Bernard Madoff was apparently convinced that it never even occurred to U.S. Securities and Exchange Commission staff he was running a Ponzi scheme, despite the agency's numerous probes of his business.

A document released on October 30 details a prison interview conducted in June by the SEC inspector general in which Madoff says he had the impression that “it never entered the SEC's mind that it was a Ponzi scheme.”

Madoff confided that he didn't bring a lawyer with him when he testified in an inquiry by the SEC's enforcement division because he believed he didn't need one - and he was trying to fool the government investigators into thinking he had nothing to hide.
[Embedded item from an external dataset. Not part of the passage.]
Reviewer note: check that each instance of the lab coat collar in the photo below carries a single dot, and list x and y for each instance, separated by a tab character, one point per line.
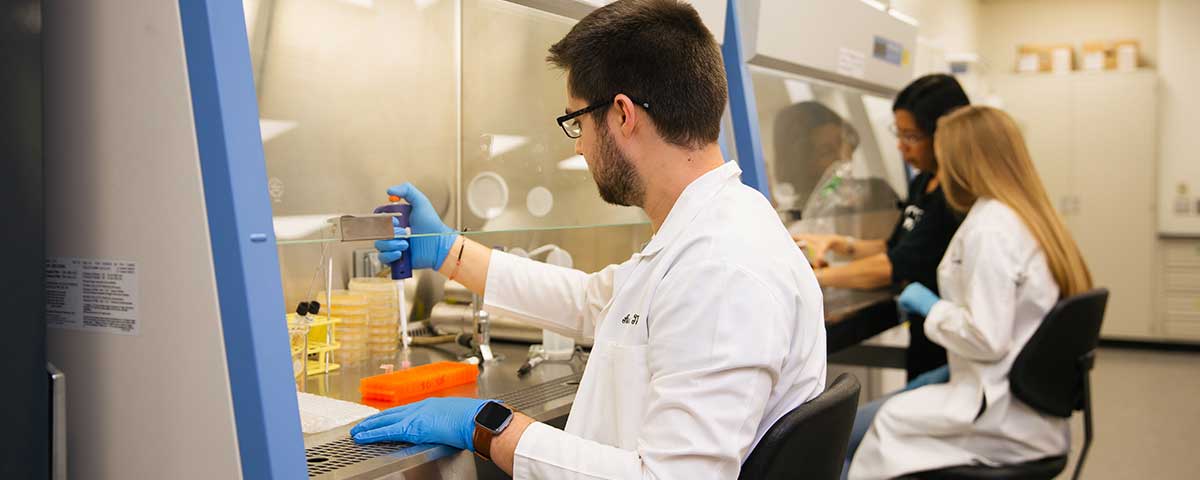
690	203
The details emerged in a summary of inspector general David Kotz's interview with Madoff at the Metropolitan Correctional Centre in New York, released along with hundreds of other documents related to Kotz's extensive investigation of the SEC's failure to detect Madoff's fraudulent scheme for 16 years.

Kotz also issued a statement saying his probe found no evidence to support Madoff's claim of having a “close relationship” with SEC chairwoman Mary Schapiro, who previously headed the Financial Industry Regulatory Authority, the brokerage industry's self-policing organization. Like the SEC, FINRA made periodic exams of Madoff's brokerage operation, which functioned separately from his investment business hidden from regulators' view.

An internal review by FINRA found a regulatory breakdown on the part of the organization in the Madoff case.

Madoff, 71, said in the interview that the SEC examiners ``never asked'' for basic records to corroborate his operations.

The former Nasdaq chairman pleaded guilty earlier this year to charges that his secretive investment advisory operation was a multibillion-dollar Ponzi scheme. He was sentenced to 150 years in prison.